Core descriptions yielded distal, medial, and proximal facies associations, distinguished by differences in occurrence and abundance of sedimentary structures (scours, graded beds, wave vs current ripples) bioturbation, and fossil debris (shell fragments, forams, coccoliths). Pore types are heterogeneously distributed between facies associations, with organic-hosted pores more abundant distal, and inter- and intra-granular pores most common proximal. Cementation and pore occlusion by calcite is commonly observed proximal, likely a reflection of preferential cementation due to association with flooding surfaces.

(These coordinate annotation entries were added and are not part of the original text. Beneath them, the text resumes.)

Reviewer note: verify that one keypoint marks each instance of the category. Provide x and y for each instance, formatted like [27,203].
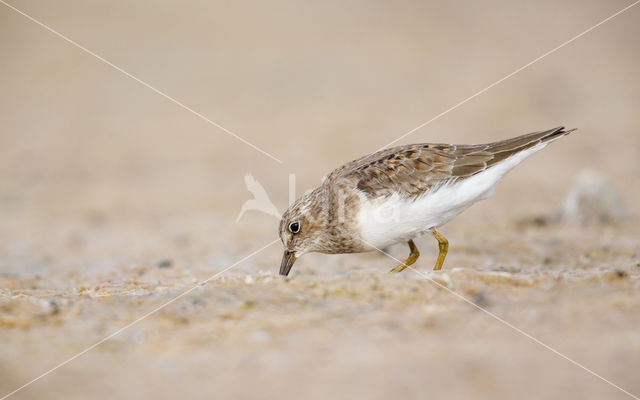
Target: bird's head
[301,229]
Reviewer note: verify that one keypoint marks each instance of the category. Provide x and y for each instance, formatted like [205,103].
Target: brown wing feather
[413,169]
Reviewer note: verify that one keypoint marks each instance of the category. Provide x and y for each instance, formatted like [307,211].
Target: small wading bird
[397,194]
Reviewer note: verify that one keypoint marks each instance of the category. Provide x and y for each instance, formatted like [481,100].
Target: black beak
[287,262]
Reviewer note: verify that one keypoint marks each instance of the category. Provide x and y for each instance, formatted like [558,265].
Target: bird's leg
[413,256]
[443,245]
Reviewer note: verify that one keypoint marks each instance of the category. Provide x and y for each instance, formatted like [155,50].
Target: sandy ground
[114,201]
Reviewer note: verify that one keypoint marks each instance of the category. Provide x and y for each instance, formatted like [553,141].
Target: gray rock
[592,199]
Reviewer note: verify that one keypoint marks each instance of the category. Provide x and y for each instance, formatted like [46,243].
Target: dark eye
[294,227]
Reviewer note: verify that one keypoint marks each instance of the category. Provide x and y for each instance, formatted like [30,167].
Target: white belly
[386,221]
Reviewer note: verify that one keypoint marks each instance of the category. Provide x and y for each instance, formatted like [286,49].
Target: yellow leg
[443,245]
[413,256]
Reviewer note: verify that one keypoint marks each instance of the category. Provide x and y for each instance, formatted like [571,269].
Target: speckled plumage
[331,216]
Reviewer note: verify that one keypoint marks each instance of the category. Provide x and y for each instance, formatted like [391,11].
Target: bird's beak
[288,259]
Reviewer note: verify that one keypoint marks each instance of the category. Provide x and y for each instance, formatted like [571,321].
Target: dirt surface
[115,201]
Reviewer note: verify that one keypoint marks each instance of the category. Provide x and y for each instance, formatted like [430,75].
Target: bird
[260,201]
[397,194]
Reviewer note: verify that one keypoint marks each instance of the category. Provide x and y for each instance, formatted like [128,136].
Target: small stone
[166,263]
[592,199]
[49,306]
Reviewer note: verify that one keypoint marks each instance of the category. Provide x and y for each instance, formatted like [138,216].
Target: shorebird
[397,194]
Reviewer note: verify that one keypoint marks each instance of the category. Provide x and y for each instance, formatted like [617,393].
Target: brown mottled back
[413,169]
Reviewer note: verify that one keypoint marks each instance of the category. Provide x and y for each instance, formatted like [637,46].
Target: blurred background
[114,199]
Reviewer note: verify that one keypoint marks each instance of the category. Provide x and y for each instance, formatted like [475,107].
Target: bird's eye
[294,227]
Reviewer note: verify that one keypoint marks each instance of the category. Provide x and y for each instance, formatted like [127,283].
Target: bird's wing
[413,169]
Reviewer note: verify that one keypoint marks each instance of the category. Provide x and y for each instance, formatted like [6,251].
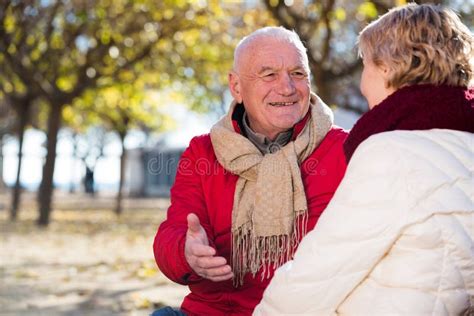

Facies association is an important factor that determines bulk porosity and influences reservoir performance. Variability in the attributes of the described distal, medial, and proximal facies associations translates into significant variability of rock properties such as TOC and porosity. In turn, this variability likely exerts control over the quality and distribution of intervals that are optimum source and reservoir of hydrocarbons in the Eagle Ford Shale. The medial facies association most likely has the best porosity development when a favorable combination of more commonly abundant calcareous fecal pellets and organic material versus clay content is present. The systematic arrangement of facies associations into parasequences is the basis for testing and predicting the best development of optimal reservoir facies within a sequence-stratigraphic framework in the Eagle Ford Shale.